第7話 そのご





「落ち着いたかい?」

「はい、ありがとうございます。ブライアン先輩。」



 それは良かった、とブライアンは雪凪に向かって微笑んだ。そして、いたいけな(ブライアン目線)一年生女子を泣かせていたもう一人の後輩に冷たい視線を投げかける。



「全く。お前は一体何したんだ?」

「え?いやぁ、俺様、なんかしたかなあ?」

「違うんです……私が、ただ、フェリシアーノ・マルティネス・ロドリゲス先輩のあまりの美技にうっかり酔ってしまっただけなんです。気にしないで下さいと言いたいところですが、部長としてブライアン先輩がどう思っているのか聞いてもいいですか?」 



 じ、と感情の見えない薄水色の視線を向けられ、少したじろぎながらも、ブライアンは口を開いた。



「……それがね、ユルゲンの記事、結構人気なんだよ。」

「に、人気……??」

「一部に熱狂的なファンみたいなものが居てね。一度取り下げたら、脅迫文が送り付けられてきたくらいさ。」



 ごそごそ、と棚を漁ったブライアンは、割とすぐ一枚の紙を取り出した。様々な字体の文字を切り取って貼り付けたそれは、古式ゆかしい怪文書だ。



「……いかに世界最高峰の魔術学園といえど、一定数患者がいるということ、ですね……。」 

「患者?」

「ああ……ブライアン先輩は抗体があるみたいなので、心配しなくても大丈夫です。手遅れかつ感染源はフェリシアーノ・マルティネス・ロドリゲス先輩なので……。」

「「??」」



 雪凪はとりあえず考えるのを諦めた。



「話は変わるんですが。少しお聞きしたいことがあるのですが、大丈夫ですか?」

「今日はもう活動もないし、大丈夫だよ。」

「何だ改まって。」  



 雪凪は、少々ためらいつつも口を開いた。何だか珍妙にして怪奇な縁だが、ここは「新聞部」である。ということは、学内で起きた「事件」のことはひと通り取材をしているはずだ。件の魔王軍によるミハエル拉致監禁疑惑についても何か知っているかも知れない。



「あの、ミハエルさんの事件のことなんですけど、腑に落ちない点がいくつかあって。」

「ほう。話してみなよ。」



 ブライアン先輩は、瞳を輝かせた。新聞部の部室はそれなりに広い。今はいないが部員も二人だけではないのだろう。居心地よく過ごせるようにティーセットなども完備されていた。ユルゲンが慣れた手つきで紅茶を淹れている。見かけによらずまめまめしい男であった。

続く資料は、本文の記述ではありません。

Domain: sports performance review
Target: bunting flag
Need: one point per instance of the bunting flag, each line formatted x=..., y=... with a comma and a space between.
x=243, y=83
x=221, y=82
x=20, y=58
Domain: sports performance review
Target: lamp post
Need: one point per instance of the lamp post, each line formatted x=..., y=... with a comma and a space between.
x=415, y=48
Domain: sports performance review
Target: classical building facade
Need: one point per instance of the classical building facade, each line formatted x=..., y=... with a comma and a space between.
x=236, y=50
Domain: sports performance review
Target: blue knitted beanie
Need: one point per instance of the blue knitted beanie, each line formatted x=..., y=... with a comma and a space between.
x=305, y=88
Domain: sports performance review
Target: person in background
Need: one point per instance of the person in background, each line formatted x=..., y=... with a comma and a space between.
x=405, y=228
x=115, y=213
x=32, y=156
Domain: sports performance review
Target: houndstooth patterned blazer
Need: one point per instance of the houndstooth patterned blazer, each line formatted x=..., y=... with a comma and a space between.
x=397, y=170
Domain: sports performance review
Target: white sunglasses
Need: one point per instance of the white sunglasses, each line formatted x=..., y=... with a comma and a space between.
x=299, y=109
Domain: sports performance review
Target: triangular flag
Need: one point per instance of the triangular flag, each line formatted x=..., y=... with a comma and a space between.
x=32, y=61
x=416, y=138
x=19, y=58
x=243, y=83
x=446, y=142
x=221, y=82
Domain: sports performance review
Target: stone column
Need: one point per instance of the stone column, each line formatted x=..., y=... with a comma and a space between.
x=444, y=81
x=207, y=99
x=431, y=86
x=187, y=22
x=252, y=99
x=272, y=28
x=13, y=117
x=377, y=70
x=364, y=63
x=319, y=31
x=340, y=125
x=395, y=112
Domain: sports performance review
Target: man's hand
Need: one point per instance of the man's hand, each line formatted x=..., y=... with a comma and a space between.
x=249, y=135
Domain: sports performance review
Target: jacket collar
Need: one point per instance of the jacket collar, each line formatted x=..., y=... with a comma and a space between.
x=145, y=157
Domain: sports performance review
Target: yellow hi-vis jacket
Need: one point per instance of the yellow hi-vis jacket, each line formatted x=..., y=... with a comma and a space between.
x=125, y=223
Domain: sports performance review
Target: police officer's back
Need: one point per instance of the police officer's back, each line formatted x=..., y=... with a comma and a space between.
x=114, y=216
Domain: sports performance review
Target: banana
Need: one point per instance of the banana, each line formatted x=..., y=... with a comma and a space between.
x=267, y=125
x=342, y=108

「噂が出た時期が、タイミング良すぎないでしょうか?それに、先程バックナンバーを拝見させていただきましたが、新聞部は一文説ものことには触れていない。あ、フェリシアーノ・マルティネス・ロドリゲス先輩のコラムとは別として。」



 新聞部も、女王の学徒クイーンズ・スカラーを敵に回したくはないのだろう。決闘のこと自体に軽く触れてその後の事件は静観している。フェリシアーノ・マルティネス・ロドリゲスは違うが、まあ……あれはギリギリセーフのラインなのだろう。それなのに、噂が出て、それが広がるまでの間が妙に早い。ミハエルが退学した後だと言うことも引っかかっていた。



「そうだね。僕たちもそれについては同意見さ。」



 ブライアンがユルゲンの淹れたお茶をすする。つられて雪凪も口にすると、アッサムをベースにふわりと芳醇な花の香りが口の中に広がった。くっ、フレーバーティーだと!?似合わなすぎる……ユルゲンは行動だけが無駄にイケメンだった。行動だけが。 

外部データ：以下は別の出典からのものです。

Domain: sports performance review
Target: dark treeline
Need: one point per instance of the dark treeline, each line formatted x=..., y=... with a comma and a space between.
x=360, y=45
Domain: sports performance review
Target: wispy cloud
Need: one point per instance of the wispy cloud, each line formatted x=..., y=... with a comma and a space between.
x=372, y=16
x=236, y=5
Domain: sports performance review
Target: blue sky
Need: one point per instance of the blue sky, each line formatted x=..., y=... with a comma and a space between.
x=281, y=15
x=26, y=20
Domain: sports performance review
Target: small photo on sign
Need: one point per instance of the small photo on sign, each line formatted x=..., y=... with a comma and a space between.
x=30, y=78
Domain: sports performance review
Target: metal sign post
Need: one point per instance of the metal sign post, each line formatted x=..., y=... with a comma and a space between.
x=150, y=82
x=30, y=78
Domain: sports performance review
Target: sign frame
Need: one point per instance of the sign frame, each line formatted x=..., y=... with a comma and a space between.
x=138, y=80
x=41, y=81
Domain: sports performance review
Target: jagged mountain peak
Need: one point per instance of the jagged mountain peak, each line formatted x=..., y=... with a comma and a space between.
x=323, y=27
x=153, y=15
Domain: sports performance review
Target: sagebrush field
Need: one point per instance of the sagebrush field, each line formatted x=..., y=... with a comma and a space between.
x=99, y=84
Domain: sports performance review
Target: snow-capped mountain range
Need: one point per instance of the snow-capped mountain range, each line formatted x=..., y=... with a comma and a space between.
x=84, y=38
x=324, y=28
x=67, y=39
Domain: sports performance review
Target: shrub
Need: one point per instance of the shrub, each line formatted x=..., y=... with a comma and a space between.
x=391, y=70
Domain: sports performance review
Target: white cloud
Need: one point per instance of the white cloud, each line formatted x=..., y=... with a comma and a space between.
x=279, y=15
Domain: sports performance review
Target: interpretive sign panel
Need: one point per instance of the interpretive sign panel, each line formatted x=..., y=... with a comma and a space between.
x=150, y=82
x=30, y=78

「僕はね、この事件、何者かが裏で手を引いているのではないかと考えている。」

「と、言いますと……?」

「それは分からないけど、重要参考人がいるんだ。」

「…………それは、誰、ですか?」



 ブライアンはふ、と微笑むと静かに立ち上がった。そして、ゆっくりと窓辺に歩いていく。



「…………。」

「…………。」



 何故、立ち上がる。

 何故、離れる。

 漂い出す緊張感に、雪凪は生唾を飲み込んだ。そして、

 ぴた、と止まったブライアンは、殊更ゆっくり、ゆっくりと振り返り、こう言った。



「――君は、ミハエルに異母弟がいることを、知っているかい……?」



 光に反射し、眼鏡が輝き表情を伺い知ることは出来ない。雪凪は、息を飲んだ。まさか、そんな、やっぱり…………



(…………病は、感染するんですね………………。)



 類は友を呼ぶ。










「……で、何でフェリシアーノ・マルティネス・ロドリゲス先輩はついてくるんです?」



 後ろを振り返り、じと…と睨んでみる。しかし、ユルゲンは、にか!と笑い、頭の後ろで手を組むだけだった。



「いや、だって……オマエ、行くだろ?!」

「シュザイ??」

「アレ?行かねーの?東の国のオタクは、良い作品を作るためなら例え火の中森の中水の中なんだろ?」


 

 不思議の国のアリスと同じイントネーションで言わないで欲しいし、なんとかマスターにもなりたくない。というか、シュザイじゃない!友達のエンザイを晴らしにいくんです!と言いたいが、また妄想扱いされて終わりだろう。



「……すこし、興味があるだけです。」

「またまた〜!アレだろ?シンカンのためなんだろ?ナア頼むぜ!俺、一つの作品が出来上がる過程を見てみたいんだ!……あっ!セーヘキに文句とかつけないから!妄想するのは個人の自由だしな!」



 めちゃくちゃ良い笑顔を向けられて気づいた。何故かユルゲンの顔を見ていると、イラッとすることが多かったのだが、これは、あれだ。デフォルトの表情がドヤ顔に近いせいなのだ。常にうっすらドヤ顔。そしてキメ顔もドヤ顔。悪い人ではないのだが、一緒にいる、ただそれだけで相手に疲労感を与える男。それがユルゲン・フォン・バイエルンである。雪凪は無性に宗治郎に会いたくなった。あの穏やかな笑みに癒されたい。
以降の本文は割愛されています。